Why Am I Doing This?

This is a question I've been asking myself almost daily for the past 6 weeks. I've been preparing for my Oregon PCT trip since January but now that I'm less than a week away from starting, the heat is really on, as it were. The first few months of planning were fun, even interesting. Researching equipment, reading how other people have done the trip, trying out new gear, studying maps, staring at Google Earth endlessly. And dreaming and thinking - lots of that. That was January through May. Then in June, things started to get serious.  I went on some practice backpacking trips, starting thinking hard about food, tried to winnow my stuff down to a reasonable weight.  And then, six weeks ago, I started questioning my sanity.  That's when things really started to get real.  That's when the details started to matter - who was going to take care of my pets, how was I getting to the trailhead, how was I going to get home?  My God am I really going to backpack 450+ miles? Across a whole freaking state?  Am I really doing this?

So, the thing is, when you decide to do something like this you probably should have a pretty good reason to do it.  I guess there are folks out there who do it because "it sounds fun."  I am not that person. I think there will be fun elements but there's going to be a whole lot of "not fun" too.  I know this, I have spent a lot of time outdoors doing outdoorsy things and the outdoors, while often beautiful, can be uncomfortable, irritating, exhausting, dirty, and dangerous.  I'm no pansy, I can get dirty - I'm an archaeologist, believe me I know what dirty is.  It's the other stuff. That's the stuff that can drag you down and keep you from going the distance.  So what I'm saying, is you gotta have a darn good reason to gut it out when the chips are down.
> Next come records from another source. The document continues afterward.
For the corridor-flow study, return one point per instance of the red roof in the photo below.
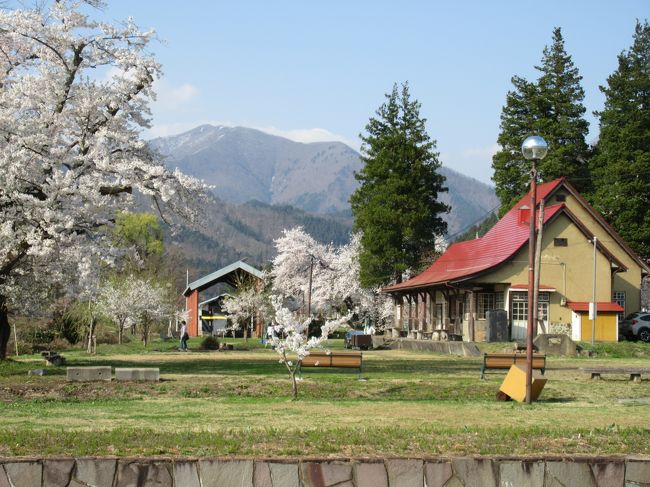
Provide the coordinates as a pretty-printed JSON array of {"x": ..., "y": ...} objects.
[
  {"x": 466, "y": 259},
  {"x": 601, "y": 306}
]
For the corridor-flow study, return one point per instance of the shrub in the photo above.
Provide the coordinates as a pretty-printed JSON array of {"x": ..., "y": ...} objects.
[{"x": 209, "y": 343}]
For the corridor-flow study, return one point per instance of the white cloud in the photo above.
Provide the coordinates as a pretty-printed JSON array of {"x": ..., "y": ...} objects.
[{"x": 169, "y": 96}]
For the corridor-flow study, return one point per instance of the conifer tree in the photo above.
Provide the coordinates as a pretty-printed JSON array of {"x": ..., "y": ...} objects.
[
  {"x": 396, "y": 206},
  {"x": 621, "y": 165},
  {"x": 552, "y": 107}
]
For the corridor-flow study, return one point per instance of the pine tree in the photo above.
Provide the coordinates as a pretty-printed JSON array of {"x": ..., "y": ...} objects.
[
  {"x": 552, "y": 107},
  {"x": 511, "y": 170},
  {"x": 621, "y": 165},
  {"x": 396, "y": 206}
]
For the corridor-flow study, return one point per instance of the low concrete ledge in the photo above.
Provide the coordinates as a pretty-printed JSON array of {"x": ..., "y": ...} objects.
[
  {"x": 141, "y": 373},
  {"x": 86, "y": 374},
  {"x": 587, "y": 471}
]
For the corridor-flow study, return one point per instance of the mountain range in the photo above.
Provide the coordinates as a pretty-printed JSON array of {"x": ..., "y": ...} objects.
[{"x": 263, "y": 183}]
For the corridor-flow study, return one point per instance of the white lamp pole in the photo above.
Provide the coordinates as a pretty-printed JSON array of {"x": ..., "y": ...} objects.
[{"x": 534, "y": 149}]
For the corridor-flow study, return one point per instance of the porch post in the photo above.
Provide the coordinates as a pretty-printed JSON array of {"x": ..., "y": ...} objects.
[{"x": 470, "y": 321}]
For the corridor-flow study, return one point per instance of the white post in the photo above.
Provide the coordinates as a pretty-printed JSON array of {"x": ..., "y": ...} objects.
[{"x": 595, "y": 305}]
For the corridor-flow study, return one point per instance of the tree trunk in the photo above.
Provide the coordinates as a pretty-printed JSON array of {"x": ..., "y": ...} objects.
[
  {"x": 91, "y": 332},
  {"x": 5, "y": 329},
  {"x": 294, "y": 384}
]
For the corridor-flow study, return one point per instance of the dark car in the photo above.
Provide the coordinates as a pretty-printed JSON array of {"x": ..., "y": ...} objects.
[{"x": 636, "y": 326}]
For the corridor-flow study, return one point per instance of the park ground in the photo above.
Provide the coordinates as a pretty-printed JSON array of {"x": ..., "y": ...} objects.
[{"x": 238, "y": 403}]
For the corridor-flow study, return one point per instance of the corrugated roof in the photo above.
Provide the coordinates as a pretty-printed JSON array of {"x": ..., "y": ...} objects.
[
  {"x": 222, "y": 276},
  {"x": 466, "y": 259},
  {"x": 601, "y": 306}
]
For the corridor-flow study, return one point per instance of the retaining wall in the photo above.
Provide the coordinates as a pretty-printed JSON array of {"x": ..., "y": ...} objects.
[{"x": 617, "y": 471}]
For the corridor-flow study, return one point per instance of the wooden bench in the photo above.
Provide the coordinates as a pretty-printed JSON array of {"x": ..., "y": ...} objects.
[
  {"x": 506, "y": 360},
  {"x": 347, "y": 360},
  {"x": 635, "y": 372},
  {"x": 53, "y": 358}
]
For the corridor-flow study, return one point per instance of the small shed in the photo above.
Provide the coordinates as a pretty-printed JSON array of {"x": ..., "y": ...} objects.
[
  {"x": 232, "y": 275},
  {"x": 606, "y": 329}
]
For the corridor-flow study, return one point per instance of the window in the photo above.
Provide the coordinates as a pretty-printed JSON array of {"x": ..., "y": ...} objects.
[
  {"x": 486, "y": 302},
  {"x": 619, "y": 298},
  {"x": 439, "y": 314},
  {"x": 560, "y": 242},
  {"x": 499, "y": 303}
]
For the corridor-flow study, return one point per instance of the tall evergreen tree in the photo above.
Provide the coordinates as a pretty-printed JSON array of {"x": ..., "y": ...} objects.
[
  {"x": 396, "y": 206},
  {"x": 552, "y": 107},
  {"x": 621, "y": 165}
]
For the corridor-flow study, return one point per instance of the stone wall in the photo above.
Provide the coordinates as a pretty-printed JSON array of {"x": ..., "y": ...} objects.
[{"x": 623, "y": 471}]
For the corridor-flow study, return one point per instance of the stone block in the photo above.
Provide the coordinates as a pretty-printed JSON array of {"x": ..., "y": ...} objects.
[
  {"x": 284, "y": 474},
  {"x": 95, "y": 472},
  {"x": 405, "y": 472},
  {"x": 370, "y": 475},
  {"x": 521, "y": 473},
  {"x": 609, "y": 474},
  {"x": 85, "y": 374},
  {"x": 57, "y": 472},
  {"x": 475, "y": 471},
  {"x": 144, "y": 473},
  {"x": 637, "y": 473},
  {"x": 186, "y": 474},
  {"x": 24, "y": 474},
  {"x": 437, "y": 474},
  {"x": 575, "y": 474},
  {"x": 141, "y": 373},
  {"x": 324, "y": 474},
  {"x": 233, "y": 473}
]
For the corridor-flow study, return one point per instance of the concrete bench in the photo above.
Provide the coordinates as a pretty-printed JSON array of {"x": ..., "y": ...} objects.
[
  {"x": 87, "y": 374},
  {"x": 634, "y": 372},
  {"x": 141, "y": 373},
  {"x": 350, "y": 360},
  {"x": 506, "y": 360}
]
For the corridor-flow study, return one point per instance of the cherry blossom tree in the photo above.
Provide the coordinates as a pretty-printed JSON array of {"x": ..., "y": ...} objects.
[
  {"x": 301, "y": 266},
  {"x": 134, "y": 300},
  {"x": 289, "y": 338},
  {"x": 115, "y": 301},
  {"x": 245, "y": 306},
  {"x": 74, "y": 97},
  {"x": 334, "y": 271}
]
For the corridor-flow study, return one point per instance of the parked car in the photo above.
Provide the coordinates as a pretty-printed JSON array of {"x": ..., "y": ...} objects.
[{"x": 636, "y": 326}]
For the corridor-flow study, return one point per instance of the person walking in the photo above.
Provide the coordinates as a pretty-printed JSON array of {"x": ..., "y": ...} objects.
[{"x": 184, "y": 337}]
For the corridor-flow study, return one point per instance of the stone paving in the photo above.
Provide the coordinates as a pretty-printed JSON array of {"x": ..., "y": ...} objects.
[{"x": 613, "y": 471}]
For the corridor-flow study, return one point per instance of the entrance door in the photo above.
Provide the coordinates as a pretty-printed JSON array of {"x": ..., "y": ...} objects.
[{"x": 519, "y": 314}]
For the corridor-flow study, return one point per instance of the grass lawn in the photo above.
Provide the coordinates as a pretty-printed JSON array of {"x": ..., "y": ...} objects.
[{"x": 238, "y": 403}]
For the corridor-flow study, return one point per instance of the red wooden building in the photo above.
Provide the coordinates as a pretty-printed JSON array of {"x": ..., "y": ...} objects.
[{"x": 233, "y": 275}]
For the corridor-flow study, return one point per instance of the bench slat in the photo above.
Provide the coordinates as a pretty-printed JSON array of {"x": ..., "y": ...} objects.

I have two reasons.  The first is kind of weird.  I've wanted to walk a really long distance since I was about 9 or 10.  I used to fantasize about walking (or riding a horse) from my parent's house in Carson City, Nevada to my grandmother's house in Harrisburg, Oregon (about 500 miles).  I thought it would be a grand adventure. I just LOVED the idea of walking a really long distance.  Where this urge came from, I have no idea.  But the idea stuck with me for a long time. Things really started to coalesce when I was in college. In my French class, my professor showed a video on the Camino de Santiago.  I was entranced.  I didn't realize that modern folks continued to walk pilgrimage routes. The idea of walking from Paris to the Spanish coast sounded amazing and it renewed the old urge to go on  a Long Walk. 

So I guess, Reason Number One is that this is a Lifelong Dream.  I've had this irrational need to walk a really long ways for a long time.  I love the idea of using my body as a vehicle, as my mechanism for getting from one place to another.  It's just amazing to me that I can just keep putting one foot in front of another and walk from California to Washington. 

Reason Number Two goes back to the Camino de Santiago, or rather, pilgrimages in general.  Walking across Oregon will be a sort of pilgrimage for me. I was born in Oregon and I want to see it from a human perspective and not just from a car speeding down the highway.  Alongside all of this is the fact that my beloved Grandma Charity died last year. She loved Oregon.  She used to ride the Oregon Skyline Trail in the 50s and 60s on horseback, so there's a sort of family tradition in trekking across Oregon. I'm dedicating the trip to her and I want to do the whole thing in her memory.  I think on bleak days or days when I'm tired, remembering that the trip is for her will keep me going.